I am still enjoying my slow and rather casual explorations of Star Trek Online. No matter that the rest of my fleet were zooming around in their Tier 2 or 3 ships when we tried some fleet action last weekend, no matter if other people I know have almost reached the level cap, I’m still having fun pottering around in my little Miranda class starship.
One of the interesting things about trying a new MMO, and especially when you are used to something as heavily modded as WoW is that you can’t always rely on addons or quest helpers to let you fly by instrument. In fact, ironically because STO is one of the few settings where it would be totally in character to fly by instrument, I end up doing a lot of looking around me to find quest objectives and crafting nodes (I mean, space anomalies.)
For example, the screenshot above shows my ropey old starting cruiser heading towards an anomaly in space.
I’ve highlighted the anomaly here.
They’re really not hard to spot, but it feels like a reward for keeping your eyes peeled and actually looking at the world around you.
More than just scanning your minimap to find nodes.
I find this setup to be very immersive. I love to feel rewarded for paying attention to the game world, even if it’s just that I can spot the anomalies quickly. I also enjoy that an automatic map or addon won’t do this for me. There is a breakpoint at which it gets frustrating to be looking at a screen of wallpaper trying to spot the little dots which are your quest mobs (this reminds me of pouring dutifully over my little sister’s photos of a cricket match she once saw where she was so far away from the action that all you could see were tiny white dots on a big green field). But despite that, there’s still some fun to be had from spotting things for yourself, even if the game falls over itself to make it easy.
In PvP of course, looking around you is not so much a neat bonus as a way of life. You must pay attention to the surroundings. In high end raiding, the same applies. And of course, shooter style gameplay is all about looking around you, targeting, figuring out how to use cover, and so on.
I have pondered Wolfsheads post about Immersion. And all I can respond with is … that I think gameplay is becoming more immersive, I think story is becoming more immersive, I think character motivation is becoming WAY more immersive.
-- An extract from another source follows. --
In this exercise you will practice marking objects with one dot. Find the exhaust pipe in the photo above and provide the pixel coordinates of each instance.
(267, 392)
For example, STO makes it very easy to justify why your character is taking orders from the Federation, and all the missions do actually explain why you are helping with Federation goals. There’s nothing that involves a random quest dude asking you to kill ten rats, it’s all wrapped in more plausible character motivation than that.
In Wrath, I have no doubt at all why my character wants to kill the Lich King (something that was notably lacking in earlier expansions.) And if MMO gameplay is moving towards a twitcher, more shooter style, perhaps that’s also more immersive in its way.
Of course, none of this means that gameworlds can’t have convincing weather patterns, geography, and ecosystem. I like to think that maybe it’s just a matter of time before the different types of immersion all synch up.